You are viewing a plain text version of this content. The canonical link for it is here.
Posted to dev@subversion.apache.org by Greg Hudson <gh...@mit.edu> on 2000/08/09 18:27:29 UTC

vdelta questions

First: what's up with our mailing list archives?  They seem to stop at
June 15.

I've been wrapping my head around the vdelta algorithm as described in
"Delta Algorithms: An Empirical Analysis".  I've done a very basic
implementation of the core block-move generation algorithm and have
run into an ambiguity.  Since at least one other developer stated an
intention to work on the binary diff task, I'm hoping someone else has
read up on the algorithm and might have an interpretation.

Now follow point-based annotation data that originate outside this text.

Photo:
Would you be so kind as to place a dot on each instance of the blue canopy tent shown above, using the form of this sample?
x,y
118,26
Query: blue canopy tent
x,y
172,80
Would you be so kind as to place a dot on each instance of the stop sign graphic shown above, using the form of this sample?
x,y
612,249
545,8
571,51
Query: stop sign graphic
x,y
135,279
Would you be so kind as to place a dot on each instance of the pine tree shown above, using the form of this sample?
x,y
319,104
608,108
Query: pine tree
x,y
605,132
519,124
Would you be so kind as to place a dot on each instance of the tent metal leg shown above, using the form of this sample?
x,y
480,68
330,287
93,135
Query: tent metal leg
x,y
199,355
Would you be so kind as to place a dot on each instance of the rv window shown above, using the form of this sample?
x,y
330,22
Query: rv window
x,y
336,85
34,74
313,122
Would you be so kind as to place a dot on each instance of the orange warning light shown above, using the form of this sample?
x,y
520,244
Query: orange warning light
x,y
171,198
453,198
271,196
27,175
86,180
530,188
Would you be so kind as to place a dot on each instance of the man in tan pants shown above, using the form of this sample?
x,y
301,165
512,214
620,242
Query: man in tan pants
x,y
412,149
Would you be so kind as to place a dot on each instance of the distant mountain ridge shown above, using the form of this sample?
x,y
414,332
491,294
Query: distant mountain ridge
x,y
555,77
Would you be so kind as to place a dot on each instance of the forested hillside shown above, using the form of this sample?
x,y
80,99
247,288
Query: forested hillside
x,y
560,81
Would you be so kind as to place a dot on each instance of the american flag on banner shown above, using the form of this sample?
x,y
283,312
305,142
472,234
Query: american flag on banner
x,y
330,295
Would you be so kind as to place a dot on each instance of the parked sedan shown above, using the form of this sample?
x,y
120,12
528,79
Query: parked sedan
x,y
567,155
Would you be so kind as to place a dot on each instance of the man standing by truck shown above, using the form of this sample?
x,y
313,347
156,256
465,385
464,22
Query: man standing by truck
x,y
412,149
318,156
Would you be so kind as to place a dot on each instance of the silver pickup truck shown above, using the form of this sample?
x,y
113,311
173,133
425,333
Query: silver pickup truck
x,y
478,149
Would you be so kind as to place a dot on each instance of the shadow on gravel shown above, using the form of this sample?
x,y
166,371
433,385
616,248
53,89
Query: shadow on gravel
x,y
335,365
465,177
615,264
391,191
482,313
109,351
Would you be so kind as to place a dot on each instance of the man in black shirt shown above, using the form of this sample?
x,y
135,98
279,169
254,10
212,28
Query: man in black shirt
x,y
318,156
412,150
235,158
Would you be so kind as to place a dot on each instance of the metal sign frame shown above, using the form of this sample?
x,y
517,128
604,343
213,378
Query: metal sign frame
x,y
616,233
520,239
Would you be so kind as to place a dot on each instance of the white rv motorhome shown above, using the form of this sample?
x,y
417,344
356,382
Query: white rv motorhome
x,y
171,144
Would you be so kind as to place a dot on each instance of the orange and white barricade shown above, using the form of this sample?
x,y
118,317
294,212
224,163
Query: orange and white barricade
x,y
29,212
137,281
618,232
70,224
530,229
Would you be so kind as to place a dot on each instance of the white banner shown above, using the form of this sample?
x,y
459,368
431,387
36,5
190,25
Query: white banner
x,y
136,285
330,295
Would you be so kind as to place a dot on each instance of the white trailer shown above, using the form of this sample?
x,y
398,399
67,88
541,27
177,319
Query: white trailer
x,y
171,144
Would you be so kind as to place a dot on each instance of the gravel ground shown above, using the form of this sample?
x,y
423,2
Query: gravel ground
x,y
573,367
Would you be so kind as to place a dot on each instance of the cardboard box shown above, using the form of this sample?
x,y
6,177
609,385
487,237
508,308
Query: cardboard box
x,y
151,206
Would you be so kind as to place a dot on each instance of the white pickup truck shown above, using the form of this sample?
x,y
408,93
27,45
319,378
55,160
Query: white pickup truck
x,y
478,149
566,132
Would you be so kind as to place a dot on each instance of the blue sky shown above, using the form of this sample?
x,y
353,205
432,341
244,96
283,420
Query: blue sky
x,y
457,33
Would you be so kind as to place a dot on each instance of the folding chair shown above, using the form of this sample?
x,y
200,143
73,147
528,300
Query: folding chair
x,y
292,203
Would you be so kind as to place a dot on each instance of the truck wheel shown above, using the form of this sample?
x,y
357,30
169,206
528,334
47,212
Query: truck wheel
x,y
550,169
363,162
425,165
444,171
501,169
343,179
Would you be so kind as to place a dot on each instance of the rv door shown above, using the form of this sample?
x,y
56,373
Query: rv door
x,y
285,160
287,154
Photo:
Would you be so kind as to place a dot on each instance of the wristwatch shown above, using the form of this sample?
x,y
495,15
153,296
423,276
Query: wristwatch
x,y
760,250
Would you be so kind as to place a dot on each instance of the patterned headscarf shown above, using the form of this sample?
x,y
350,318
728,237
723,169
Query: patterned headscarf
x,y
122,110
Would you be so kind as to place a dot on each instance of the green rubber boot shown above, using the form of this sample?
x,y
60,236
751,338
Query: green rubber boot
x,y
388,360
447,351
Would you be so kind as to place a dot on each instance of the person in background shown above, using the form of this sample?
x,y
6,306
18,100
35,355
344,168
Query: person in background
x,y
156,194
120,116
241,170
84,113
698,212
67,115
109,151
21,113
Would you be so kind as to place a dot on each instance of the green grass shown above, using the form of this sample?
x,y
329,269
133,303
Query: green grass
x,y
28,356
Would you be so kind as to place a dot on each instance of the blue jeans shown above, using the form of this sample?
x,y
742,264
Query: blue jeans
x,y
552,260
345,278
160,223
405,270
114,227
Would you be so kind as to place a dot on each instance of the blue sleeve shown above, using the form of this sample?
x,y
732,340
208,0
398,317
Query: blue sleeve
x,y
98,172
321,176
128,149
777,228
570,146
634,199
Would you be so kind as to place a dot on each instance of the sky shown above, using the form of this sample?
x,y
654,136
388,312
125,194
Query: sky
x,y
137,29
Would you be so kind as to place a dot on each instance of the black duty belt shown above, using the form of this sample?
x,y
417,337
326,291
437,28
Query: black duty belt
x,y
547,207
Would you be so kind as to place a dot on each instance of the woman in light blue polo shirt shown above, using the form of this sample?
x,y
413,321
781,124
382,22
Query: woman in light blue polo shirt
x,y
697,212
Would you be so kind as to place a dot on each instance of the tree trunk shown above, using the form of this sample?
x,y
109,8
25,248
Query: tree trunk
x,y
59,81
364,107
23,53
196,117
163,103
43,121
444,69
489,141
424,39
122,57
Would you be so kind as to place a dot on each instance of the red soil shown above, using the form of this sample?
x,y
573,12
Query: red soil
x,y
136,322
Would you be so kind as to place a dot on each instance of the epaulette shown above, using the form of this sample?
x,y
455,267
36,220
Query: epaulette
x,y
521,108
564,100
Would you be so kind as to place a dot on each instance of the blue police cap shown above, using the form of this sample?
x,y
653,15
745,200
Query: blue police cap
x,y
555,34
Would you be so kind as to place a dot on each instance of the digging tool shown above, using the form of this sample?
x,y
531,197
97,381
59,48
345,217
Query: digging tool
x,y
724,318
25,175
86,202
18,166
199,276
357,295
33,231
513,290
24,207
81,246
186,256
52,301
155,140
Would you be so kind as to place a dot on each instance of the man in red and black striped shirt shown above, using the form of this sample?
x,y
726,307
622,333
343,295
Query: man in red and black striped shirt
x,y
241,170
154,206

vdelta maintains a hash table of indexes keyed by the four bytes
starting at that index.  Do we think this hash table is supposed to be
chained, so that it preserves all indexes which have been entered, or
do you just replace an entry in the hash table if there was already
something there?  (Either because of a hash collision or because
you're entering an index with the same four-byte sequence as a
previous entry.)  The description of how comparisons are done does not
mention trying multiple possible matches and seeing which one yields
the longest match, but the last diagram in the example shows a "*" at
position 0 and 13 (both of which have "bcde" as the next four bytes),
and the text following the example says, "Note that the above matching
algorithm will actually find the longest match if indexes are kept for
every location in the string," which would only be true if multiple
match candidates were tried at each comparison.

This is purely an issue of delta performance.  vdelta is supposed to
generate diffs about as small as bdiff's and run much faster, and I'd
like to have a good guess as to whether that level performance (both
in terms of runtime and diff size) can be obtained with or without
trying multiple matches.  Obviously, it's much easier to implement the
algorithm if you simply store the most recent index at each hash table
location; the hash table becomes a trivial data structure and you only
have to check one match candidate at each byte position.

(One option is to go out and buy the _Practical Unix Software_ book,
which allegedly discusses vdelta according to the vcdiff draft, and
might contain an implementation I could refer to... although that
might have bad intellectual property consequences.  Does anyone have
this book, and can tell me how much vdelta stuff is in there?  Another
option is to ask Dave Korn, but I'd rather not take up his time before
exhausting the other options.)

Thanks.

Re: vdelta questions

Posted by Karl Fogel <kf...@galois.collab.net>.
Branko =?iso-8859-2?Q?=C8ibej?= <br...@hermes.si> writes:
> (That means we have two implementations right now -- yours and Karl's.
> And mine is on the way, too ...)

Mine is a very bare proof-of-concept and is far from being a working
vdelta generator.  I wouldn't pay any attention to it.

Re: vdelta questions

Posted by Branko Čibej <br...@hermes.si>.
Jim Blandy wrote:
> According to the VCDIFF draft:
> 
>     However, even with a memory-efficient and fast string matching
>     algorithm, the computing resource requirements can be prohibitive
>     for processing large files. The standard way to deal with this is
>     to partition input files into "windows" to be processed
>     separately. Here, except for some unpublished work by Vo, little
>     has been done on designing effective windowing schemes.  Current
>     techniques, including Vdelta, simply use windows of the same size
>     with corresponding addresses across source and target files.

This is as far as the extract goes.